In October, the company explained that the population included in the futility analysis had enrolled earlier in the studies and had a lower average exposure to the study drug. A protocol amendment later put in place allowed APOE e4 carriers originally randomized to a 6 mg dose to receive the higher 10 mg dose and for a longer duration.
“We did know that the protocol amendments could have had differential effects on the two studies due to the relative timing of enrollment, but we did not anticipate the magnitude of the effect this would have on the data,” the company said at the time.
Biogen presented additional data from the expanded analysis at the 12th Clinical Trials on Alzheimer’s Disease (CTAD) meeting, December 4-7, 2019 in San Diego, California.1
In the EMERGE trial, the change from baseline in the Clinical Dementia Rating-Sum of Boxes (CDR-SB) was statistically significant in the high-dose aducanumab group (change, —0.40 [23%]; P = .0101) compared with placebo.
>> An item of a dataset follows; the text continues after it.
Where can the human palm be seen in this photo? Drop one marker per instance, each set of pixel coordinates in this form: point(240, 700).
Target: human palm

Significant differences were also observed in the high-dose group compared with placebo on Alzheimer’s Disease Assessment Scale-Cognitive (ADAS-Cog 13) scores (change, —1.395 [27%]; P = .0098) and Alzheimer’s Disease Cooperative Study Activities of Daily Living scale for mild cognitive impairment (ADCS-ALD-MCI) scores (change, 1.7 [40%]; P = .0009).
“The ability to hold onto activities of daily living…if you think about a 40% reduction in decline on the ADCS-ADL-MCI, you’re talking about people at a mild stage of disease still being able to work, bank, shop, travel, enjoy leisure activities for longer—I submit to you that this matters a lot more to our patients than what score they get on a memory test,” principal investigator Sharon Cohen, MD, a behavioral neurologist at the University of Toronto, said at the time.1,2 “I also believe that results on this functional scale of daily activity translates better to our nonspecialist colleagues in medicine, our family physicians who bear the brunt of Alzheimer’s care, as well as to the non-medical community who struggle to understand clinical meaningfulness.”
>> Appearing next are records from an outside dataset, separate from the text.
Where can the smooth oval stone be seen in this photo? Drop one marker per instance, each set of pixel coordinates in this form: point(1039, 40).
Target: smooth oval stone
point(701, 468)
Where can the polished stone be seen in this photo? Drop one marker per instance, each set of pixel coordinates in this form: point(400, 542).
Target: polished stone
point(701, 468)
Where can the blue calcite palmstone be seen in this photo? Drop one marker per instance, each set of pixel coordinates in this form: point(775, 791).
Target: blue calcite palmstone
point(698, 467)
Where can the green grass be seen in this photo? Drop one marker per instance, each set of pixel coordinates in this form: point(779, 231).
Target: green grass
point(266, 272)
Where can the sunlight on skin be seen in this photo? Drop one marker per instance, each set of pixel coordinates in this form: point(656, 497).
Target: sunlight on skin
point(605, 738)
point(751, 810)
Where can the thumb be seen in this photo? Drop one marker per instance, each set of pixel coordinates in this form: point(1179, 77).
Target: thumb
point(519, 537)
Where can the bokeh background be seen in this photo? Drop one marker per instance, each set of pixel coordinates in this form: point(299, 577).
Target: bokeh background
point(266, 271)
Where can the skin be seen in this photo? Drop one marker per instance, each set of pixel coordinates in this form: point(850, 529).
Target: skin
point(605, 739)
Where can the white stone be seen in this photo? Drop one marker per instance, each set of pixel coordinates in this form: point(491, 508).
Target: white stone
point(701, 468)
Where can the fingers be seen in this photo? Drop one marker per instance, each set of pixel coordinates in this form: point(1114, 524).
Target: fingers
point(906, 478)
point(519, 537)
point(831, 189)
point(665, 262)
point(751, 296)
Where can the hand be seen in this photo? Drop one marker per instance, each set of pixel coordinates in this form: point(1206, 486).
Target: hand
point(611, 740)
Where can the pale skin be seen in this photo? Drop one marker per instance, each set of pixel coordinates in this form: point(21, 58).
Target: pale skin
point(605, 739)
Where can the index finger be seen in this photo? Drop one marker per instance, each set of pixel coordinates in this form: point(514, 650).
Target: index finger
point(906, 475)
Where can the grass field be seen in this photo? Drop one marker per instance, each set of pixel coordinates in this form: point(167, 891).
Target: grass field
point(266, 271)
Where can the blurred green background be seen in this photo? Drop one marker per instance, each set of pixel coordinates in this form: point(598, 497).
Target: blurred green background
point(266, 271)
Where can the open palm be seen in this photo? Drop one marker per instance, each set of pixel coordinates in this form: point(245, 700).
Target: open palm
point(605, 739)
The ultimate fate of aducanumab remains questionable, with many experts in the field raising concerns about the data, given that the positive signs observed in EMERGE were not exactly corroborated in ENGAGE.
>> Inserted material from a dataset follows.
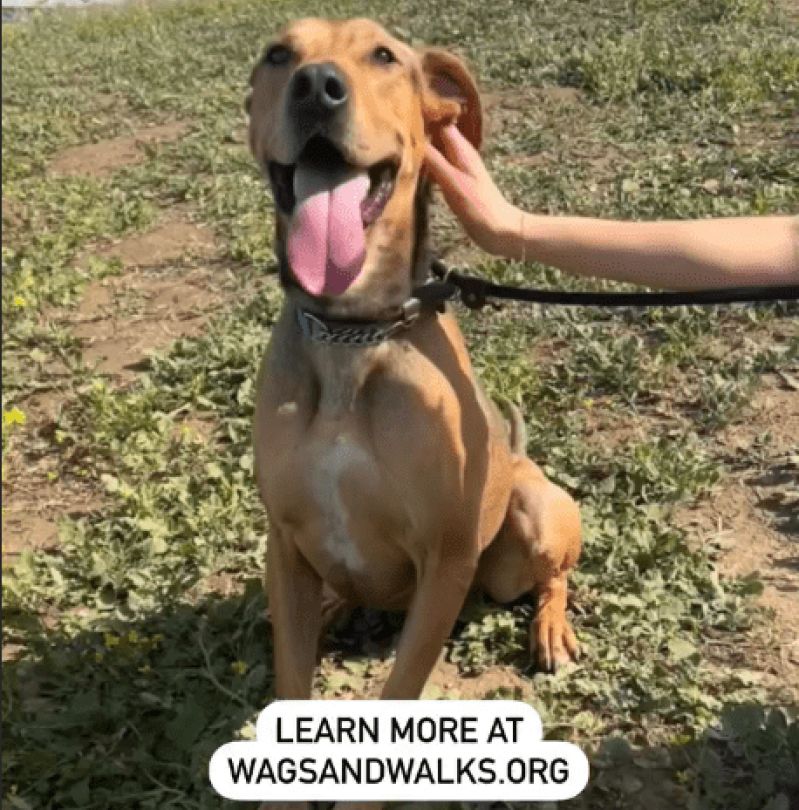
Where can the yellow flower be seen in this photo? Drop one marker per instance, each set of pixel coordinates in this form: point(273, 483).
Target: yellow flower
point(14, 417)
point(239, 667)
Lon Schneider, MD, professor of psychiatry, neurology, and gerontology at the Keck School of Medicine at the University of Southern California wrote in an editorial published in Lancet Neurology that “although Biogen claims that the positive results of the EMERGE trial were driven by greater exposure to a higher dose in the larger dataset, the effect could just as likely been due to greater worsening in the placebo group.”3
It remains to be seen whether the FDA will grant the drug regular or priority review, which could substantially impact the drug’s potential approval timeline.
“We remain dedicated to working with urgency with the purpose of meaningfully changing the course of Alzheimer’s disease,” the company said.
1. Budd Haeberlein S, von Hehn C, Tian Y, et al. EMERGE and ENGAGE topline results: two phase 3 studies to evaluate aducanumab in patients with early Alzheimer’s Disease. Presented at: 12th Annual CTAD Meeting. December 4-7, 2019; San Diego, CA.
2. Biogen plans regulatory filing for aducanumab in Alzheimer’s Disease based on new analysis of larger dataset from phase 3 studies [news release]. Cambridge, MA and Tokyo: Biogen and Eisai. October 22, 2019. biospace.com/article/releases/biogen-plans-regulatory-filing-for-aducanumab-in-alzheimer-s-disease-based-on-new-analysis-of-larger-dataset-from-phase-3-studies. Accessed December 5, 2019.
3. Schneider L. A resurrection of aducanumab for Alzheimer's disease. Lancet Neurol. Published online December 4, 2019. doi: 10.1016/S1474-4422(19)30480-6.